The rule is that you don’t draw against your 401(k) account until retirement. However, as a last resort and depending on your balance, the funds in your 401(k) are available to you in case of an emergency.
Your 401(k) plan can present itself as a great benefit for more than just retirement, and this should put you at ease about putting away your money in your employer’s plan.
Now, let's assume you have an unexpected crisis and you need your money -- what should you know?
• You need to find out if your 401(k) program offers a loan feature,
• Some states require written spousal consent;
• You may borrow up to 50% of your vested account balance,
• You may attain the loan over the phone or by filling out a simple form
• You may borrow for any reason, medical bills, home loan, bills, etc.

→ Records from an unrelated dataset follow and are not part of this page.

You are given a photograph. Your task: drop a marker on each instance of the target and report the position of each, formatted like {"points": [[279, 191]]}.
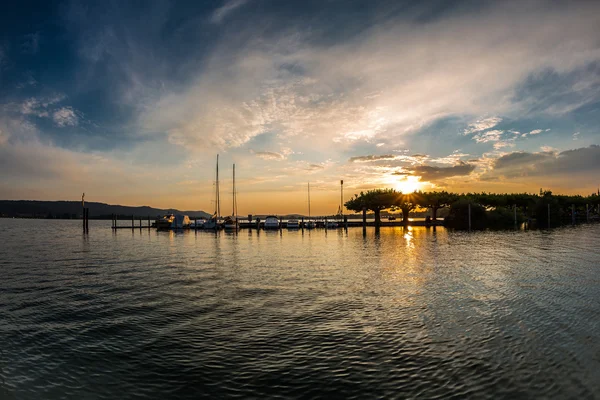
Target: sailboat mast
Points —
{"points": [[233, 210], [218, 210], [309, 200]]}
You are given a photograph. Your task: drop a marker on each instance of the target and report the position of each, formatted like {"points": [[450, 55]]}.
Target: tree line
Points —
{"points": [[487, 209]]}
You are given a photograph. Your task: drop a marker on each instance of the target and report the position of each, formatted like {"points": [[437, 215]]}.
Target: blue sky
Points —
{"points": [[131, 101]]}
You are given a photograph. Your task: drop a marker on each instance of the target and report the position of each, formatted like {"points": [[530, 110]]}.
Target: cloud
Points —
{"points": [[489, 136], [31, 43], [267, 155], [65, 116], [227, 8], [39, 106], [482, 125], [300, 83], [503, 144], [548, 163], [370, 158], [431, 173]]}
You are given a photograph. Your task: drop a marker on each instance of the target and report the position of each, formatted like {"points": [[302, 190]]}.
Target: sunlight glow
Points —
{"points": [[409, 184]]}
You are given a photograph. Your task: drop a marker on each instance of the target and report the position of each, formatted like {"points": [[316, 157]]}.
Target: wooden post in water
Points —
{"points": [[587, 213], [83, 211], [469, 216]]}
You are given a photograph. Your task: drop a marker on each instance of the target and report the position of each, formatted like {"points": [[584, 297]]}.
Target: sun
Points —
{"points": [[409, 184]]}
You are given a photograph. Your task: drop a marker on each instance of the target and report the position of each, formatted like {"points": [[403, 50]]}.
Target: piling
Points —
{"points": [[587, 213], [469, 216]]}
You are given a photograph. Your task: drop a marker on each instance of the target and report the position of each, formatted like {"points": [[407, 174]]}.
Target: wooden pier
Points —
{"points": [[139, 225]]}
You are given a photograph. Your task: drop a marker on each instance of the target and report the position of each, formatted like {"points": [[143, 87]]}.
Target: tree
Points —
{"points": [[407, 203], [374, 200], [436, 200]]}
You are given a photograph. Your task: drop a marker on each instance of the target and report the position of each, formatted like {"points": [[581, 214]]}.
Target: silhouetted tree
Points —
{"points": [[374, 200], [406, 203], [436, 200]]}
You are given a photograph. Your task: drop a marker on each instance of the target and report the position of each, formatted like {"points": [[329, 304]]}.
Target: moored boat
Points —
{"points": [[165, 221], [271, 222], [229, 223], [180, 222]]}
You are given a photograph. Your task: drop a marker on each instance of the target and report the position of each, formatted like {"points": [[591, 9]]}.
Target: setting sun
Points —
{"points": [[409, 184]]}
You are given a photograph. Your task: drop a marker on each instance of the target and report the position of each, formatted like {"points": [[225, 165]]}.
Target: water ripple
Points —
{"points": [[410, 313]]}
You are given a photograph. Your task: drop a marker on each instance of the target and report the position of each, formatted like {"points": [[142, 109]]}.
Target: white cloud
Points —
{"points": [[489, 136], [65, 116], [482, 125], [268, 155], [501, 145], [230, 6]]}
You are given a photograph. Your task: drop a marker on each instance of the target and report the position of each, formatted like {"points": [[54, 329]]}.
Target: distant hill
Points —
{"points": [[72, 209]]}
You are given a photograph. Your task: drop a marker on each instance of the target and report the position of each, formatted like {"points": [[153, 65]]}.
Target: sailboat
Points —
{"points": [[309, 224], [213, 223], [231, 222]]}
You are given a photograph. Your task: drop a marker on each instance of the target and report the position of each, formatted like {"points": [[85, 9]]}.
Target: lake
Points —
{"points": [[404, 313]]}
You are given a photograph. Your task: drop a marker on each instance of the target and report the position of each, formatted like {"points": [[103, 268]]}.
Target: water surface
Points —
{"points": [[403, 313]]}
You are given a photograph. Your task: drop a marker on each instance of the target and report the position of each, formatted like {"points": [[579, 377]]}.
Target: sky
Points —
{"points": [[130, 102]]}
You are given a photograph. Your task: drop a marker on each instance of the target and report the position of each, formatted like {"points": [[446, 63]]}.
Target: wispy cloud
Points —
{"points": [[432, 173], [482, 125], [31, 43], [489, 136], [227, 8], [65, 116], [370, 158], [268, 155]]}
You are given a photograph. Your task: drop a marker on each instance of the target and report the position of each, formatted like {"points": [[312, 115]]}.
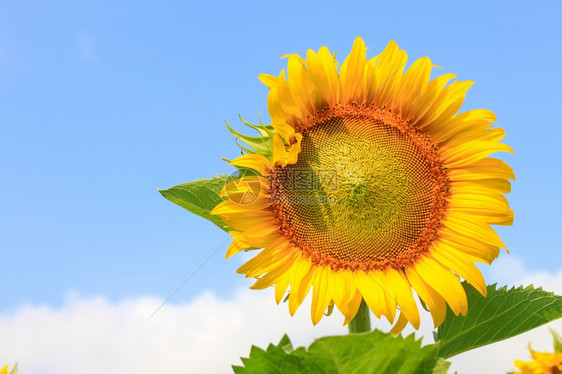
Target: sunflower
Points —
{"points": [[372, 187], [543, 362]]}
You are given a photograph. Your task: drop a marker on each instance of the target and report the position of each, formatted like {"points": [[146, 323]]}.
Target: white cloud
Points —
{"points": [[93, 335], [206, 335]]}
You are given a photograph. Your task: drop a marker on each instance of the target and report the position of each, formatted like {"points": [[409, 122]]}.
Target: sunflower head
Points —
{"points": [[372, 187]]}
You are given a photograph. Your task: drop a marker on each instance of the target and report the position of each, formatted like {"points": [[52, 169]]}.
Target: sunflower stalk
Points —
{"points": [[362, 320]]}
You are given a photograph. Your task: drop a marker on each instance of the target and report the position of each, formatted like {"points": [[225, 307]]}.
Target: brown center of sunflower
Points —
{"points": [[368, 190]]}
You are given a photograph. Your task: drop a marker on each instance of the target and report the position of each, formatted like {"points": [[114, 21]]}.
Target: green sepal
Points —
{"points": [[199, 197], [262, 144], [502, 314]]}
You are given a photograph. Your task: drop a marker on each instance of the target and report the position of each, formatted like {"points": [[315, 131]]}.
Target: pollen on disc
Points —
{"points": [[363, 194]]}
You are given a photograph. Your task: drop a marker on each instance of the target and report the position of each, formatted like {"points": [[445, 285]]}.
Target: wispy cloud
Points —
{"points": [[208, 334]]}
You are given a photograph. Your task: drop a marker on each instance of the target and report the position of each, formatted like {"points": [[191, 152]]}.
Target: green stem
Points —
{"points": [[362, 320]]}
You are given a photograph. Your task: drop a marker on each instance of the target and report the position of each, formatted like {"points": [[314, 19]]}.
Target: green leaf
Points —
{"points": [[557, 341], [371, 352], [199, 197], [502, 314]]}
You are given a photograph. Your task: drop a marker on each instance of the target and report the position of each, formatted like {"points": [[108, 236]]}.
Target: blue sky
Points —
{"points": [[92, 126]]}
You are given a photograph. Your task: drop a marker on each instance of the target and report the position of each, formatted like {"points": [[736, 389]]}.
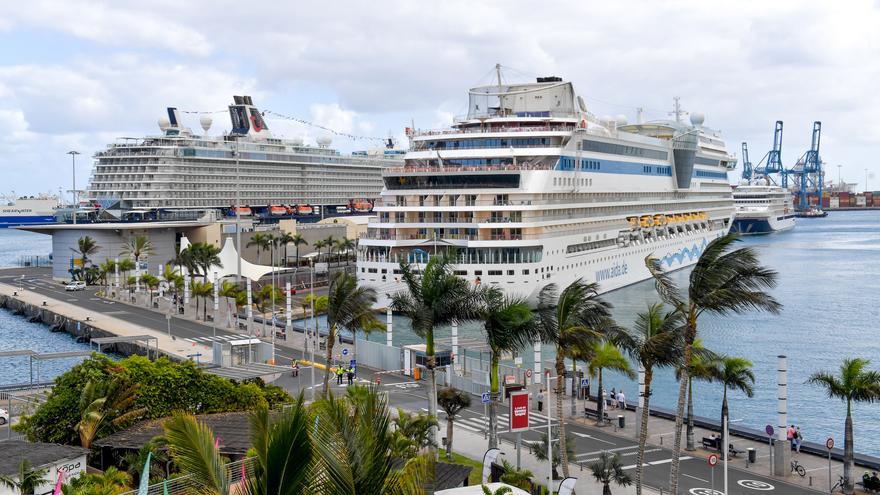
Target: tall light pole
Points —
{"points": [[73, 154]]}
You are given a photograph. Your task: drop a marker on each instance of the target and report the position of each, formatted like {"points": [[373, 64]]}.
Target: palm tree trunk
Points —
{"points": [[643, 433], [674, 468], [600, 401], [449, 437], [560, 390], [331, 339], [493, 402], [848, 456], [690, 429]]}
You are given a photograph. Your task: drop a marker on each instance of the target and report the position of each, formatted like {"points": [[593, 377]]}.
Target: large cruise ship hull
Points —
{"points": [[612, 268], [758, 225]]}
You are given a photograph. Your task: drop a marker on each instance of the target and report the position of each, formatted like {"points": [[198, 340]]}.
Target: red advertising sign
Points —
{"points": [[519, 411]]}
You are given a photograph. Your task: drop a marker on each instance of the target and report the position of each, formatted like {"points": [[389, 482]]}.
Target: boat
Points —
{"points": [[762, 208], [530, 189], [186, 170], [28, 210]]}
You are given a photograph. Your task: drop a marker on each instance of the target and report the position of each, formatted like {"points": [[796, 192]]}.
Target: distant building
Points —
{"points": [[53, 457]]}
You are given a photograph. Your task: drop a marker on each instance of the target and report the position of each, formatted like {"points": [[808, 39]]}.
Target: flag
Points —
{"points": [[58, 483], [145, 476]]}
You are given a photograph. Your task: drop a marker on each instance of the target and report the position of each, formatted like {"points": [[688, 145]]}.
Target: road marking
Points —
{"points": [[755, 485], [584, 435], [618, 449]]}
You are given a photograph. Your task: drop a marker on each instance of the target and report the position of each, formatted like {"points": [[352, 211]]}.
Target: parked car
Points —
{"points": [[75, 285]]}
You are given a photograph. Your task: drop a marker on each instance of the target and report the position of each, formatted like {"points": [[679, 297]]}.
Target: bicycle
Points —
{"points": [[839, 484]]}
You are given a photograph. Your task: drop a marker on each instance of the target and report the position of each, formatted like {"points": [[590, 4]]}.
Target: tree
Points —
{"points": [[349, 306], [260, 241], [540, 450], [722, 282], [734, 373], [27, 480], [854, 383], [202, 290], [510, 326], [452, 401], [606, 356], [137, 247], [297, 240], [655, 342], [104, 402], [607, 469], [571, 319], [432, 298]]}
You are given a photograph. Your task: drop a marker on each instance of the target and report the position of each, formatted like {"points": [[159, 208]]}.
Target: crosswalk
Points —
{"points": [[480, 424]]}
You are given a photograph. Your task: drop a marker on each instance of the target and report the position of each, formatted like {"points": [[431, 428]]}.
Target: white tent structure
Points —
{"points": [[229, 263]]}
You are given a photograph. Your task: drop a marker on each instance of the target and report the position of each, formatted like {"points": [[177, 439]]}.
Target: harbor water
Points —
{"points": [[829, 279]]}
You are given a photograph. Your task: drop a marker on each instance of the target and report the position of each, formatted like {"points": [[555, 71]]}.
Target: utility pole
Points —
{"points": [[73, 154]]}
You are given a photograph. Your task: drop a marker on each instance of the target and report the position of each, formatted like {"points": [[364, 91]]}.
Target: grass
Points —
{"points": [[476, 475]]}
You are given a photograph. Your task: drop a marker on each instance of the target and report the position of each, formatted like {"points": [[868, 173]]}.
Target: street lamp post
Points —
{"points": [[73, 154]]}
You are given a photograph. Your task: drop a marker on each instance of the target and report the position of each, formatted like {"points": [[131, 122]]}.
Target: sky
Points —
{"points": [[77, 74]]}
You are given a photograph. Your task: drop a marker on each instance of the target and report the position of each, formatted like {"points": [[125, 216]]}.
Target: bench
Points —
{"points": [[594, 414], [715, 444]]}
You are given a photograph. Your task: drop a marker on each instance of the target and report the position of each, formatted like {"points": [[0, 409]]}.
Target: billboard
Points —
{"points": [[519, 411]]}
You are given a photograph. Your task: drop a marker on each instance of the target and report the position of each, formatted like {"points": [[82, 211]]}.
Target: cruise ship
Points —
{"points": [[529, 188], [181, 170], [762, 208], [30, 210]]}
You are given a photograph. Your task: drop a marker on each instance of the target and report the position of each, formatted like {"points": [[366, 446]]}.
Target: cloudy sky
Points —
{"points": [[77, 74]]}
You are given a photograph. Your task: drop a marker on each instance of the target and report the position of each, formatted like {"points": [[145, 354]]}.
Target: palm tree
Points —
{"points": [[258, 240], [700, 369], [432, 298], [607, 469], [570, 320], [734, 373], [202, 290], [105, 403], [284, 240], [606, 356], [297, 240], [722, 282], [349, 306], [854, 383], [510, 326], [27, 480], [452, 401], [137, 247], [655, 342]]}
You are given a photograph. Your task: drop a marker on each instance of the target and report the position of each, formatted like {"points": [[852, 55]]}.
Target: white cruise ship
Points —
{"points": [[762, 208], [529, 189], [181, 170]]}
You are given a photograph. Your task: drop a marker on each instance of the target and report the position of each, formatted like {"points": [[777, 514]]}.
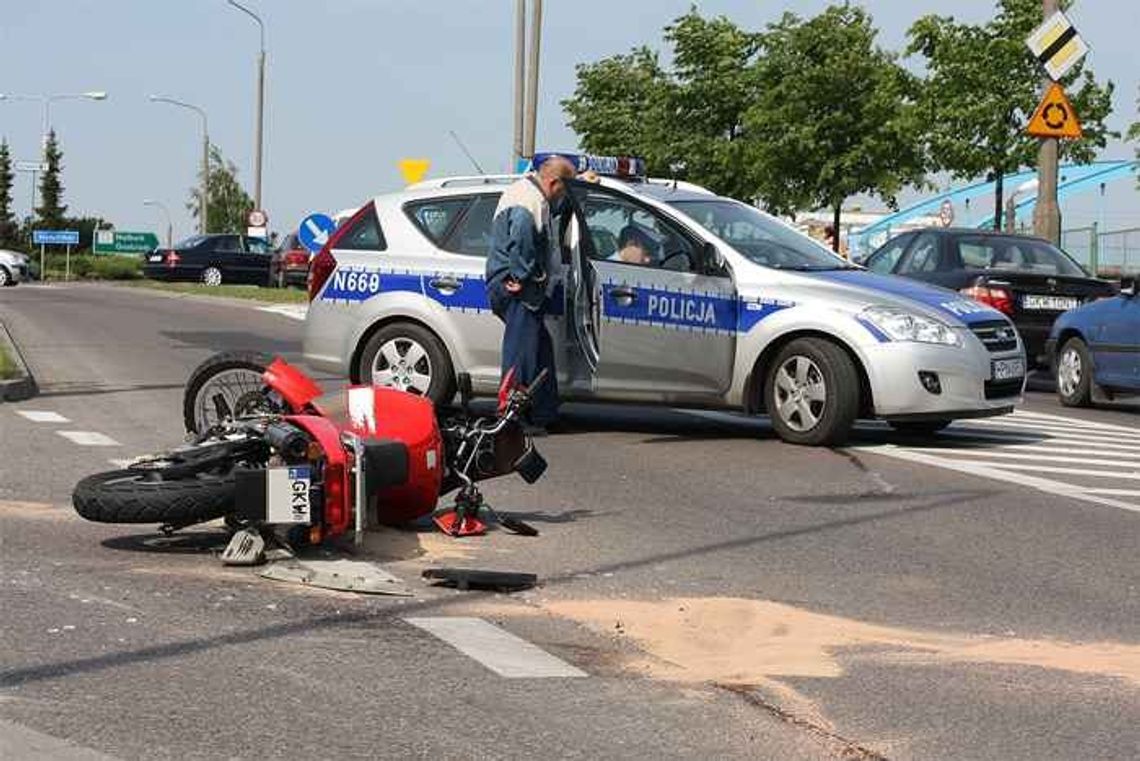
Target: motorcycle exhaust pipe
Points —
{"points": [[290, 441]]}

• The maximum loan amount is for $50,000,
• Loan checks are usually processed between 3-7 business days
• The standard repayment period is for 60 months or 5 years
• The interest rate is favorable or better than most personal loans
• The interest rate may vary but may be prime rate plus 1%
• You pay the interest and loan back to yourself through payroll
• You can always repay your loan at any time before your ending periods
Many plans will permit you to have more than one plan loan, but I do not suggest it. Moreover, you have consequences for defaulting on your loan. When you default on your loan the government sees it as a distribution in the tax year you withdrew the monies.
Therefore, you will owe taxes at a bracket based on your current salary plus the defaulted amount for that year. It’s usually 20% withholding plus 10% penalty fee for removing from your 401(k) before the age of 59 ½ . If you leave employment or are laid off and you have to repay your loans immediately, paying the loan back with a credit card is better than paying 30-50% back in taxes and penalties.
Other consequences include selling shares to pull cash at a high cost and/or not earning potential gains on your monies if you draw against your account. You risk diminishing your account and potential retirement savings if you are not conservative in taking loans from your retirement plan. With this said, be sure to take money for your plan loan from your lowest returning investment option. If you do not have this option, then “rebalance” your account.
Your plan representative can guide you through the mentioned processes, provide you with forms, your sponsor's 800# and website address, and other specific employer guidelines. I also note that employers may not waiver from their guidelines as they are federally regulated and usually privately audited on an annual basis.